If it passes all of the public tests, you will have the option to see how your program did for the release tests. If you do so, you will use up one of your "release tokens" for that question. Normally, for every assignment question, you will be initially given 3 release tokens. If you use up one or more of them, one release token will regenerate once every 12 hours, until you have 3 release tokens again. Start your work early if you want to have more chances to see the results of the release tests. If the deadline will expire before your token regenerates, you can still submit, though you will not be able to tell how your submission did on the release tests.
Marmoset automatically tests each submission with all of the release tests. If your submission fails a release test and you use a token to see the results, you will only see that test and one more test in the detailed test results. If your submission passes all the release tests, you will not see any release tests in the detailed test results, but you will be credited with full marks for that question.

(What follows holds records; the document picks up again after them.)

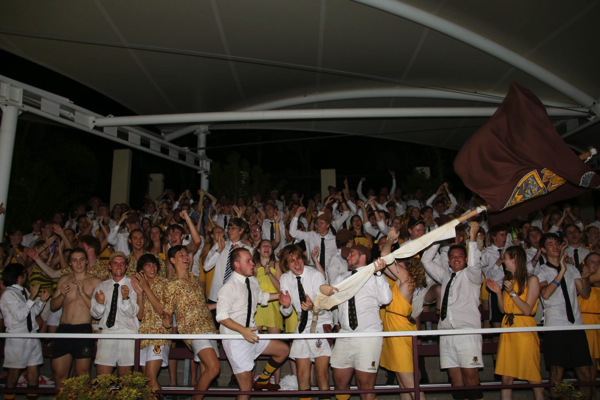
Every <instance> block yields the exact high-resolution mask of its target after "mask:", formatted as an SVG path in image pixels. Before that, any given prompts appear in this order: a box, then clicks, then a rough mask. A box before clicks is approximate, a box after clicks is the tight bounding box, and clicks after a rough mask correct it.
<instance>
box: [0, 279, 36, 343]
mask: <svg viewBox="0 0 600 400" xmlns="http://www.w3.org/2000/svg"><path fill="white" fill-rule="evenodd" d="M25 293H26V296H23V287H22V286H20V285H17V284H14V285H12V286H9V287H7V288H6V290H5V291H4V293H2V298H1V299H0V310H2V317H3V318H4V326H5V327H6V332H7V333H29V331H28V330H27V316H28V315H29V313H30V312H31V327H32V330H31V333H36V331H37V330H38V328H39V325H38V324H37V322H36V320H35V317H36V316H37V315H38V314H39V313H41V312H42V310H43V309H44V306H45V305H46V302H42V301H41V300H40V298H39V297H38V298H36V299H35V301H33V300H29V291H28V290H27V289H25Z"/></svg>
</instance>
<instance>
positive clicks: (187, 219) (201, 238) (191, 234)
mask: <svg viewBox="0 0 600 400" xmlns="http://www.w3.org/2000/svg"><path fill="white" fill-rule="evenodd" d="M179 215H181V217H182V218H183V219H184V220H185V223H186V224H187V225H188V228H189V230H190V234H191V235H192V241H191V242H190V243H188V245H187V249H188V251H189V252H190V253H191V254H196V252H197V251H198V247H200V243H202V238H201V237H200V233H198V231H197V230H196V226H195V225H194V221H192V219H191V218H190V216H189V215H188V213H187V211H185V210H183V211H182V212H181V213H180V214H179Z"/></svg>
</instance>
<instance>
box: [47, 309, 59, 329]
mask: <svg viewBox="0 0 600 400" xmlns="http://www.w3.org/2000/svg"><path fill="white" fill-rule="evenodd" d="M60 317H62V307H61V308H60V310H58V311H57V312H52V311H50V314H48V319H47V320H46V325H48V326H58V325H60Z"/></svg>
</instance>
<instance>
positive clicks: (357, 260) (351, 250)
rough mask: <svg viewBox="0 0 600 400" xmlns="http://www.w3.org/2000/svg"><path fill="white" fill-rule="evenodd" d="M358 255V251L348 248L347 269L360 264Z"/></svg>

If you fail a release test, Marmoset won't tell you what the
correct answer is, but there will be enough information for you to
know what the test case was about.
Here are the possible results of requesting a release test:
"Success: test X passed", where X is the name of the test. You can pat yourself on the back for this one.
"Error: wrong output for test X". This means that your program did not produce the output that we expected.
"Error: program ran out of resources while running test X". This
means that your program took too much time or too much memory
during the test.
"Error: program encountered error while running test X". This means that your program halted with an error during the test.
"Error: program ran out of time while initializing". This happens if your program takes too much time when it is evaluated by Marmoset, before any of our tests are run.
"Error: program ran out of memory while initializing" (same as above, but with memory).
"Error: program failed to initialize". This happens if you use the wrong language level, if you have non-text elements in your program (such as values snipped out of the Interactions window and pasted into the Definitions window), or if you are doing something that is not permitted, such as file I/O.
Your grade for each assignment will be the number of release
tests that your program passed. Public tests do not count
since Marmoset tells you what is the correct answer when you fail
a public test.
There is no penalty for multiple submissions. Your best submission counts. The only thing stopping you from spamming Marmoset with many submissions is your own conscience, so don't do it. Please remember that the server is a shared resource; out of courtesy to your fellow students, do not do anything that overloads it, especially close to deadlines.